Income management operates by directing a fixed percentage (between 50 and 70 per cent) of most income support and family assistance payments, and 100 per cent of an individual's advance and lump sum payments, to the purchase of essential goods and services. Details of the income management scheme are contained in the Social Security (Administration) Act 1999 (Cwlth).

The BasicsCard was developed to support the delivery of the income management scheme. The reusable, PIN (personal identification number) protected card allows social security recipients, subject to income management, to purchase essential goods and services, such as food, clothing and medicine. The BasicsCard cannot be used to purchase alcohol, tobacco, pornographic material, gambling services and products, and homebrew kits. In December 2010, there were approximately 17 000 active BasicsCards being used by individual social security recipients in Queensland, Western Australia and the Northern Territory.

Before the BasicsCard was introduced, social security recipients' funds were income managed in a number of ways: by issuing store cards from selected merchants (for example, Woolworths and Coles); by direct deduction of funds from an account set up at a specified merchant; or by Centrelink making a credit card or cheque payment. In early 2009, the arrangements were considered to lack flexibility, be time consuming and restrict choice for social security recipients. Merchants found the processes expensive and administratively time consuming. The arrangements were also cumbersome for Centrelink to administer.

The BasicsCard is accepted at approved stores and businesses and operates via the electronic funds transfer at point of sale system (commonly known as the EFTPOS system, which is used for processing transactions through terminals at points of sale). The BasicsCard cannot be used to obtain cash at an automatic teller machine, or from an EFTPOS terminal in a store, and cannot be used to transfer funds between bank accounts.

Income management, and use of the BasicsCard, does not reduce a social security recipient's payment entitlements. The remaining part of recipients' payments is delivered as usual, and there are no restrictions on how that money is spent.

The Social Security and Other Legislation Amendment (Welfare Reform and Reinstatement of Racial Discrimination Act) Act 2010 (Cwlth) received Royal Assent on 29 June 2010. From 1 July 2010, a new more broadly based model of income management (that replaces income management under the Northern Territory Emergency Response) was rolled-out across the Northern Territory, to an estimated 20 000 people, at a cost of $350 million over four years. It was intended that the majority of customers would be transitioned to the new model of income management by 31 December 2010, with all customers transitioned by 30 June 2011.

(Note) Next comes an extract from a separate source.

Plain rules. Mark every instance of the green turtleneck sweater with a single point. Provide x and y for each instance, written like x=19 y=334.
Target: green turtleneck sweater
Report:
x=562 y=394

The new model is targeted at specific categories of people receiving social security payments, for example, disengaged youth and long-term welfare recipients, who the Government considers to be among the most disengaged and disadvantaged individuals in the welfare system. By adopting this approach, the Government is seeking to ensure that income management is applied independent of race and is non-discriminatory.[1] As part of the roll-out, entrelink contacted customers to discuss whether they would be required to be subject to income management under the new mode0l. If customers were not required to be subject to income management, they could elect to continue to have their welfare payments income managed, under the voluntary income management arrangements.

The Government has undertaken to review the reforms to income management and to use the first evaluation progress report, expected in 2011–12, to inform the potential future roll-out of the new model in other parts of Australia.

The BasicsCard has become a recognisable and central element in the delivery of the Australian Government's income management scheme. Since its introduction in September 2008, until December 2010, the BasicsCard has been used to spend some $193 million on essential goods and services, such as food, clothing and medicine.

Table S 1 summarises the history of income management and the BasicsCard.

Table S 1 Introduction of income management and the BasicsCard

Source:  Department of Human Services, Income Management Card and Related Services (RFT09DHS146), Industry Briefings 10 & 11 June 2009 and ANAO analysis.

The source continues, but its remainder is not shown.